Diante do exposto conclui-se que, apesar das mudanças no contexto latino-americanos sobre
as definições e âmbitos de proteção dos refugiados, bem como sua evolução em um sentido
normalmente considerado generoso, o teor da Declaração de Princípios do Mercosul sobre a
Proteção Internacional dos Refugiados exige, não só do Brasil, uma evolução no tratamento
das questões relacionadas ao Direito Internacional dos Refugiados.

Referências:
ARAÚJO, Nádia de; ALMEIDA, Guilherme de Assis (Coords). O Direito Internacional dos
Refugiados: Uma Perspectiva Brasileira. Rio de Janeiro: Renovar, 2001.
BARRETO, Luiz Paulo Teles Ferreira. Breves comentários à Lei Brasileira sobre Refúgio.
In: Refúgio no Brasil: a proteção brasileira aos refugiados e seu impacto nas Américas.
BARRETO, Luiz Paulo Teles Ferreira (org). Brasília: ACNUR, Ministério da Justiça, 2010.

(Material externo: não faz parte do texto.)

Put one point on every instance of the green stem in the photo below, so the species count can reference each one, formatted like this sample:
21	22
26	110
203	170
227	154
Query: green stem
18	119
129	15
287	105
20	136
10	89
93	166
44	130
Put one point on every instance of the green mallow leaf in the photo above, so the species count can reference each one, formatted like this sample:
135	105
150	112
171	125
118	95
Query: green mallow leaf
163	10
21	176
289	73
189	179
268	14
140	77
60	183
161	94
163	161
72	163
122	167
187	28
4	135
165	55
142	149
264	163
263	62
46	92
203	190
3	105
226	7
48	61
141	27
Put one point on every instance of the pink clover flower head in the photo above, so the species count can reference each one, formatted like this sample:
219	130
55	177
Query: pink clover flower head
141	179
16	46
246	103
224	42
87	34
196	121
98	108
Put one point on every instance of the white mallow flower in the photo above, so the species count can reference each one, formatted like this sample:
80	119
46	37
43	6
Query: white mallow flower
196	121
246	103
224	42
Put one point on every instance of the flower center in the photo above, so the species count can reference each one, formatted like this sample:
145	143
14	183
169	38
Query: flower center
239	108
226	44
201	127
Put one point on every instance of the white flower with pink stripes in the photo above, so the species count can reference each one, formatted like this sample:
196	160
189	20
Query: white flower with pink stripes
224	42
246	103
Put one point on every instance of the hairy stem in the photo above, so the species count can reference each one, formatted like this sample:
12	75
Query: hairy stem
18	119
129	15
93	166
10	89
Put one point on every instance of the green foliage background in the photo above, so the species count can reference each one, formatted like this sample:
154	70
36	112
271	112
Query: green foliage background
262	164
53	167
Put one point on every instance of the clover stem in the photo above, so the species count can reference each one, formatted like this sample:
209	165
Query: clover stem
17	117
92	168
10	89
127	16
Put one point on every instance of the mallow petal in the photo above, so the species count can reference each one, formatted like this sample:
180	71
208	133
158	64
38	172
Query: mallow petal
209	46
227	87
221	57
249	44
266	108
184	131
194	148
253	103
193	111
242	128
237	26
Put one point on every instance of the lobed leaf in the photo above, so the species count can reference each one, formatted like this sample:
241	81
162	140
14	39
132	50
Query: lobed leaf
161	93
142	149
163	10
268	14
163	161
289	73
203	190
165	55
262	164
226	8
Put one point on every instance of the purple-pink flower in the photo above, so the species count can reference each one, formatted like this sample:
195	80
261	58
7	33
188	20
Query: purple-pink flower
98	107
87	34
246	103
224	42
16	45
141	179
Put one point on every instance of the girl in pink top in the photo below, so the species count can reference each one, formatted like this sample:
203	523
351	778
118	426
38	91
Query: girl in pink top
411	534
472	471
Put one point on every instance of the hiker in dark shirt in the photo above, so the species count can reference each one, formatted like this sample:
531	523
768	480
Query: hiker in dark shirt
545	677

CANÇADO TRINDADE, Antônio Augusto. Tratado de Direito Internacional dos Direitos
Humanos, Volume I. Porto Alegre: Sérgio Antonio Fabris Editor, 2003.
FISCHEL DE ANDRADE, J. H. Direito Internacional dos Refugiados – Evolução Histórica
(1921 -1952). Rio de Janeiro: Renovar, 1996.
GOODWIN-GILL, Guy; McADAM, Jane. The Refugee In International Law. New York:
Oxford University Press, 2007, 3° ed.
JUBILUT, L.L. “O Direito Internacional dos Refugiados e sua Aplicação no Ordenamento
Jurídico Brasileiro”. São Paulo: Método, 2007.